The most controversial provision of the new law allows companies to provide a discount in exchange for the right to sell or share some kinds of data. According to Consumers Union’s Brookman, this provision is tantamount to a pay-for-privacy plan.
Advocates note that the new California law falls short of both the GDPR and the ballot proposal in that it requires businesses to share only the category of the third parties getting consumer information, such as data brokers or payment processors, but not the actual identity of those third parties.
How much the law helps California consumers will depend on how it’s enforced. Brookman notes that many provisions of the law mandate few penalties, which might encourage companies to take their chances flouting the new law. “There's legitimate concern about the enforceability of this law,” Brookman says. “There’s a possibility that companies don’t comply until the California attorney general makes them.”
What If You Don't Live in California?
While the law applies to California residents, it’s likely to have a ripple effect throughout the U.S., according to consumer advocates.
Companies affected by the law may also decide that it’s most efficient to follow the practices mandated by California throughout the country, in much the same way that some GDPR protections seem to be trickling down to U.S. citizens. “A lot of companies are likely to make the California protections available to consumers around the country,” Brookman says. “If they build a privacy tool, I’d be surprised if they don’t just use it for everyone.”
Second, the law’s passage could provide an impetus for other states to pass their own laws.
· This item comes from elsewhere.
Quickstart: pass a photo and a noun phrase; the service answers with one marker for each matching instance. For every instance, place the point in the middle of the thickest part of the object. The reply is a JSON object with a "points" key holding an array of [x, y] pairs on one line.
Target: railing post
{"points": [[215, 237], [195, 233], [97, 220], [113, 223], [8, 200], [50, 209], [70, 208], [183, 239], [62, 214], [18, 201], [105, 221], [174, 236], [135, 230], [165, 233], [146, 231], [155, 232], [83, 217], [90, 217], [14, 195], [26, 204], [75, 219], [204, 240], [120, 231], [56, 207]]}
Calfornia’s passage of a data breach notification law in 2002 led to similar legislation in all 50 states.
And additional laws at the state level could provide a catalyst for federal privacy legislation, Brookman says. “Because companies don’t want to see 50 different states regulating privacy in 50 different ways, they’re likely to push for a federal bill to offer universal privacy protections,” he says.
If further legislation does come, some consumer advocates say they would like to see it go further than the California law. “I don’t think the California Consumer Privacy Act is quite polished enough to serve as model legislation,” says Roane of the Privacy Rights Clearinghouse. “But it can be appreciated as an acknowledgment that consumers need and demand more control over their personal information.”